Next Year …
Part III–Fall
Next year in the garden, as I pull weeds, I won’t think that I coined the phrase “Nature abhors a vacuum.” (Who did coin that phrase, if not me?).
I won’t wonder why I planted mustard greens.
I will wear a long-sleeve shirt while pruning the roses. Did I already say that?
I won’t start the chipper-shredder “just to see if it will start,” then put through a sunflower stalk “just to see what happens,” especially when I am just killing time before we go out to dinner.
Next year I won’t bore visitors with extensive garden tours, filled with eloquent soliloquies on the virtues of compost. I won’t describe myself as the “poor man’s Eliot Coleman.”
I will pick the chard before it becomes tough and stringy.
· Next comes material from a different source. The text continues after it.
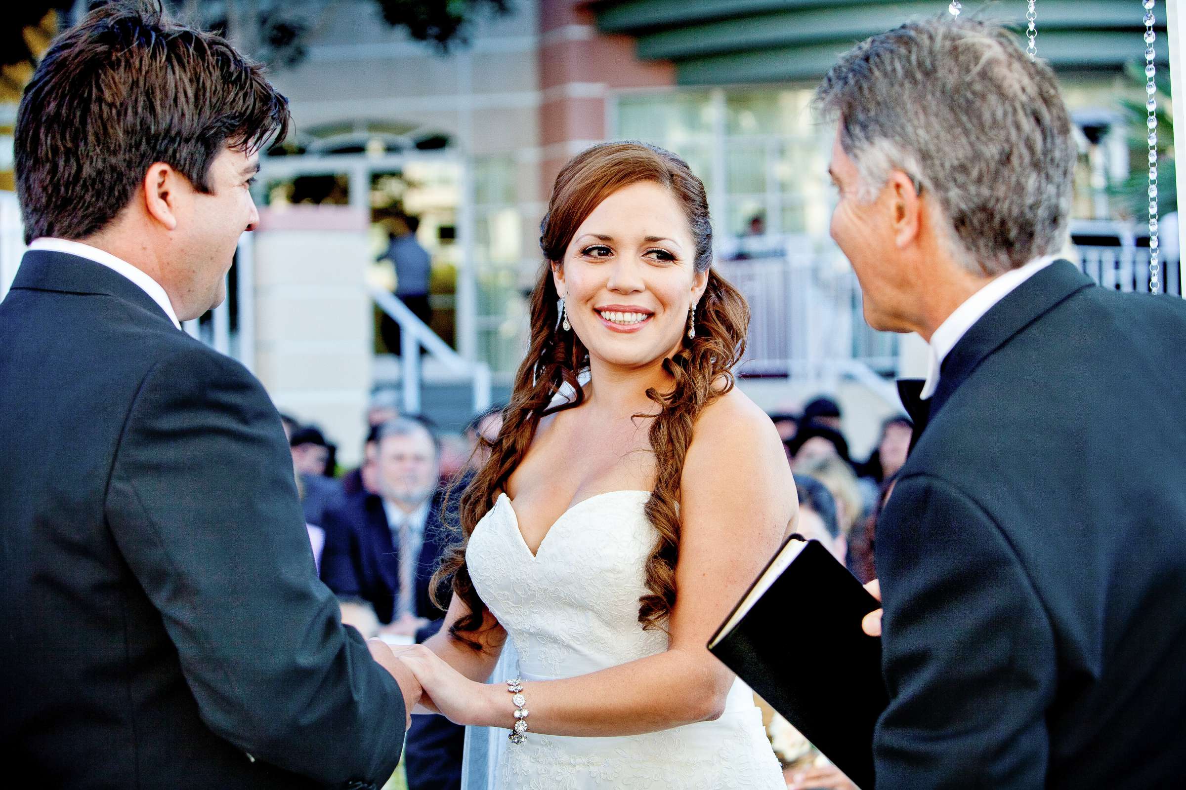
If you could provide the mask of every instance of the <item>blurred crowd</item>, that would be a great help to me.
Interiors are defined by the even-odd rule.
[[[371,396],[362,463],[353,469],[339,467],[337,447],[317,425],[291,415],[281,419],[318,572],[338,596],[343,619],[365,636],[412,643],[435,634],[445,616],[429,591],[451,540],[442,513],[455,507],[467,476],[486,461],[480,439],[497,438],[502,409],[474,416],[460,433],[445,433],[427,417],[400,413],[398,403],[395,390]],[[862,583],[875,578],[874,527],[906,461],[910,419],[886,419],[869,456],[857,461],[836,399],[821,396],[770,417],[795,475],[798,532],[823,544]],[[853,790],[782,717],[764,712],[789,788]],[[463,739],[461,727],[442,717],[414,717],[404,751],[409,790],[459,788]]]
[[[913,423],[894,415],[881,423],[869,456],[856,461],[836,399],[821,396],[798,413],[772,413],[799,497],[798,532],[818,540],[863,584],[876,578],[874,533],[910,450]],[[805,649],[811,635],[802,634]],[[856,790],[843,773],[761,700],[763,720],[790,790]]]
I won’t stand speechless before a ten foot sunflower and marvel at the memory of pressing a single seed into the soil with my thumb. I won’t laugh out loud when I see three blue jays hanging upside own on the foot-wide seed pods, possessed by gluttony.
I won’t be disappointed when the Sox fall by the wayside, because I know there is always next year.
Next year in the garden, I will cover at the hint of frost.
I will plant my bulbs and garlic before the ground freezes, but I won’t cover them with mulch until the ground is hard and critter-proof.
I won’t pretend not to be disappointed when my garlic and cherry tomatoes fail to score ribbons at the Tunbridge World’s Fair.
Next year in the garden I won’t break into Joni Mitchell’s “Urge for Going” when I see a chevron overhead.
[This is Part III of a IV-part poem. The others will be posted seasonally, as appropriate.]